Ce congé est présenté, par le gouvernement, comme le pendant du contrat de transition professionnelle (CTP) pour les salariés des entreprises plus petites. Points communs ? Tous deux se distinguent des dispositifs déjà existants par la possibilité, pour les salariés volontaires, de réaliser des «périodes de travail», donc d'occuper temporairement des emplois. A droite, on revendique l'utilisation de ces périodes afin « de multiplier les opportunités de reprise d'emploi et de favoriser plus généralement la mobilité professionnelle ». Les députés PS et Verts ont dénoncé, eux, « un article particulièrement dangereux », une « précarisation supplémentaire ». « Quelle aubaine pour les patrons ! », s'est insurgé Maxime Gremetz (PC).

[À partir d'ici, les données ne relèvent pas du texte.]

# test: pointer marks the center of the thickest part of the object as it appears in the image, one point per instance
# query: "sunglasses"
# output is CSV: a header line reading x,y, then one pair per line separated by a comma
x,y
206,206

Le texte confirme également le CTP. Mais le Sénat a apporté une modification : le montant de la contribution acquittée par un employeur qui procède au licenciement économique d'un salarié sans lui proposer le CTP est ramené à un mois de salaire moyen du salarié concerné, perçu au cours des douze mois précédant le licenciement, au lieu de deux.

Emploi des seniors

Enfin, dernier point, l'emploi des seniors. La loi abroge également la suppression de la dérogation de mise à la retraite d'office. L'article 27 acte la disparition de la contribution Delalande. Le Sénat a, là aussi, apporté sa touche finale, en adoptant, contre l'avis du gouvernement, un amendement ramenant du 1er janvier 2010 au 1er janvier 2008 la date de la suppression de la contribution Delalande. Instituée en 1987, cette «taxe», représentant entre un et douze mois de salaire brut, selon l'âge, est due par les employeurs en cas de licenciement d'un salarié de plus de 50 ans. Selon l'argument de la commission des Affaires sociales du Sénat, cette contribution, « loin d'être dissuasive aux licenciements, semble avoir, en revanche, pour effet pervers de constituer un obstacle non négligeable à l'embauche des salariés âgés ». Les avis des partenaires sociaux divergent sur l'efficacité du dispositif, mais se rejoignent sur un point : la nécessité de garder cette manne pour l'Unedic, soit 500 millions d'euros chaque année, au moins jusqu'à 2010, date du retour à l'équilibre financier du régime d'assurance chômage.

Point de vue des observateurs sociaux

Que pensent les observateurs sociaux ? A leur avis, plusieurs erreurs jalonnent le texte. « Pourquoi parler de sécurisation des parcours professionnels, dans ce projet de loi, alors que l'une des seules réponses apportées concerne la mise à disposition de personnel ?, indique Pierre Héritier. Ce sujet est pourtant au coeur de la crise de la société française, au coeur des mutations. Or, cette pratique de détachement jette le trouble sur ce sujet. »

Claude-Emmanuel Triomphe, délégué général de l'Aduet (Association pour le développement de l'université européenne du travail), qualifie de « régressif » l'amendement concernant le double décompte des effectifs qui exclut du calcul les entreprises extérieures, c'est-à-dire les sous-traitants. Il regrette, également, l'absence de toute dimension collective dans les pôles de compétitivité : « A aucun moment, ce projet de loi ne fait référence à un accord collectif. Toute négociation se fait dans un cadre uniquement individuel. C'est un vrai rendez-vous manqué avec le dialogue social. »

Avis aux gouvernants de l'après-avril 2007 : il conviendrait de modifier quelques règles pour légitimer les acteurs et pour préserver l'avenir du dialogue social.

* Diverses dispositions d'ordre social.

L'essentiel

1 Le projet de loi sur la participation et l'actionnariat comporte 12 dispositions additionnelles qui englobent à la fois la mise à disposition de salariés à l'intérieur des pôles de compétitivité, le congé mobilité, le contrat de transition professionnelle, les prud'hommes, les élections professionnelles ou encore la contribution Delalande et le chèque-transport.

2 A l'heure où le gouvernement prépare un projet de loi sur la modernisation du dialogue social qui plaide pour l'introduction d'une concertation préalable avec les partenaires sociaux, les syndicats, qui n'ont pas été consultés sur ce texte, dénoncent ce coup bas du gouvernement.

3 Parmi les nouveautés : le prêt de main-d'oeuvre dans les pôles de compétitivité, la suppression de la contribution Delalande dès 2008, et le congé de mobilité.